Lewis Lipsitt, the founder of Brown University's Child Study Center and a professor emeritus of psychology, medical science and human development, acknowledges that some literary content can scare or upset children.
But he warns that parents should not excessively restrict the access of their children and others to challenging material.
"There's no good evidence at all, after all of these years, that the kind of things that children read are going to have a deleterious effect on them."
"Rather, what happens is that they learn about behavior of great diversity," he said.Copyright © 2009 AFP. All rights reserved.
The ALA's Caldwell-Stone is Both Right and Wrong
I agree with Caldwell-Stone when she says, "one parent should not be able to limit other children's reading material." But a legitimate challenge brought legitimately has to start with one person. The challenge is then handled according to policy. If the challenged book is removed, it would be due to the application of policy by those responsible for ensuring the application of that policy, not because of "one parent."
Caldwell-Stone goes on to say, "When you challenge a book and argue that it shouldn't be on the shelf at all, or that there should be restricted access to the book... then what you're saying is that my values, my morals, should dictate what other people's children are reading." That is her view, not reality. In reality, there may be a number of reasons, and those reasons may have nothing to do with values or morality. Sometimes those are the reasons, so that makes Caldwell-Stone's statement partially correct. But she and the ALA attempt and often succeed in misleading people that every challenge is brought for reasons of values or morality, therefore every challenge should be denied. Why have a materials reconsideration policy if every challenge will be denied?

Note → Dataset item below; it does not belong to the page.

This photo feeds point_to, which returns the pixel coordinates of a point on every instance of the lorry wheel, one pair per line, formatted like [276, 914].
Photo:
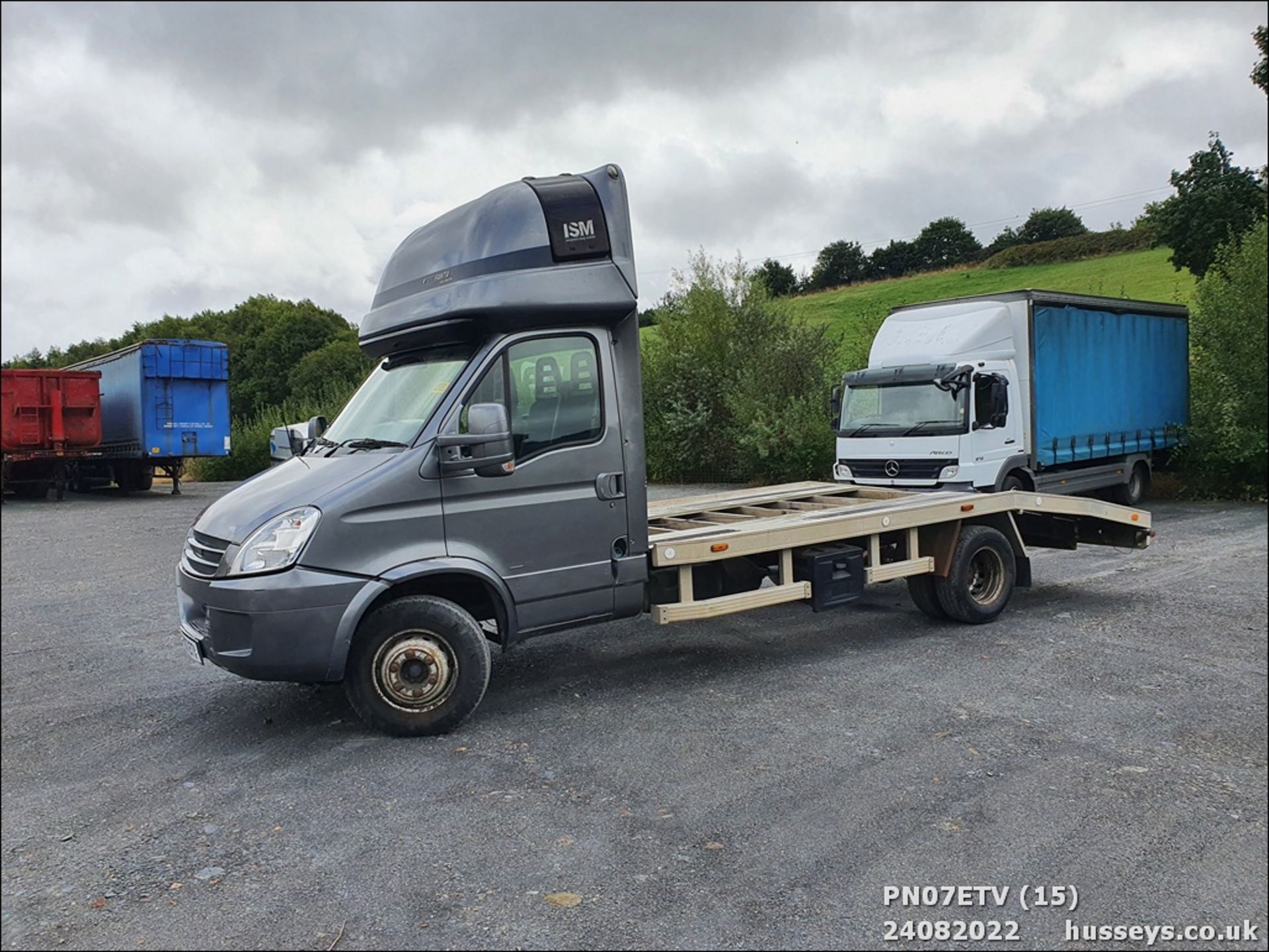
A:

I am not aware if Caldwell-Stone was aware of my comments when she made hers. But she ignores the key issue—values and morality have little to do with legally protecting children from inappropriate material. I talked about the law, she talked about morality. If she did this intentionally, then it is an excellent example of how to turn the media to print the story you want people to hear, not the actual story.
Regarding so-called "Banned Books Week," [BBW] since no books have been banned in the USA in about half a century, it is no wonder the appellation "National Hogwash Week" is fitting. As Caldwell-Stone said in the AFP article, "challenges and banning are still taking place in this country on a regular basis." That is flat out false, unless you use the ALA's self-serving definition of banning that comprises legal means to keep children from inappropriate material.

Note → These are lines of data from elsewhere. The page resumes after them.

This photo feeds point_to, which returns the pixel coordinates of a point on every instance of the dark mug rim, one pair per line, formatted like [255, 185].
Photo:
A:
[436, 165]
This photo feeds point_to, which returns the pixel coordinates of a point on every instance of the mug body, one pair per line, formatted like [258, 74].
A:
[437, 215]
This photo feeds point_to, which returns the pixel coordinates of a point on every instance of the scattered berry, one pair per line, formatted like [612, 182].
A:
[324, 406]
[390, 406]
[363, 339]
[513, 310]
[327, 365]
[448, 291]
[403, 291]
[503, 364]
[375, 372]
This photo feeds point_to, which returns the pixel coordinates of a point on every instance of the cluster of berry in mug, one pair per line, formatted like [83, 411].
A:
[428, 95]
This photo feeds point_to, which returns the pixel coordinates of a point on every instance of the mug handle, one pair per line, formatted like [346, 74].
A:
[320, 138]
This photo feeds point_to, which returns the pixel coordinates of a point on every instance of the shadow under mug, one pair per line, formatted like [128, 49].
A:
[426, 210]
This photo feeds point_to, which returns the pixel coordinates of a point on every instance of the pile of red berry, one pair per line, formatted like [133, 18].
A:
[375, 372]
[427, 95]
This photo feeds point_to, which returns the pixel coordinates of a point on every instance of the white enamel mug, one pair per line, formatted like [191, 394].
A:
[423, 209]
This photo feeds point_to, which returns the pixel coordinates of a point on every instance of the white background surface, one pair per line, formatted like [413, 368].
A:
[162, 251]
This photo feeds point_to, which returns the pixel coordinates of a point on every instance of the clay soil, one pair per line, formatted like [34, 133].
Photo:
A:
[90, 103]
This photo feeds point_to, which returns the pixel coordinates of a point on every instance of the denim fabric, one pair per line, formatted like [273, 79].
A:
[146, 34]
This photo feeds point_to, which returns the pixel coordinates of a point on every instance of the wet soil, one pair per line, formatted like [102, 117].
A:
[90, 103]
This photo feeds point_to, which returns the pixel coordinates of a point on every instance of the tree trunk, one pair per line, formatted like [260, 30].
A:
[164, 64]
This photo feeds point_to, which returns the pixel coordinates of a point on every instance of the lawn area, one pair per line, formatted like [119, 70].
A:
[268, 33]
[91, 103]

The ALA is not used to being challenged on BBW, as I have done in the AFP article that has been republished worldwide in various languages. If any media source wishes another point of view from the author of what the AFP calls the "clearing house for information about challenging books," please contact me at any time. Internet filters are also my concern. Be aware that FoxNews had me scheduled to appear opposite an ALA representative regarding BBW, but the ALA dropped out when it learned I was to be the balance. If that happens again, I will be happy to speak anyway. There is no shortage of material, like the time when the ALA implied racism was the reason parents opposed a school book including bestiality. Hot dawg!
Let me add that the reporter has written an excellent article that is fair and balanced. As one award-winning children's book author told me, it is a "pretty shape up of the issues involved." That may be why the ALA is not sending out its usual notice of such articles; as the ALA directs, "If they don’t know about the bad news, you probably don’t want to tell them about it."
Merci beaucoup, Sara Hussein and AFP.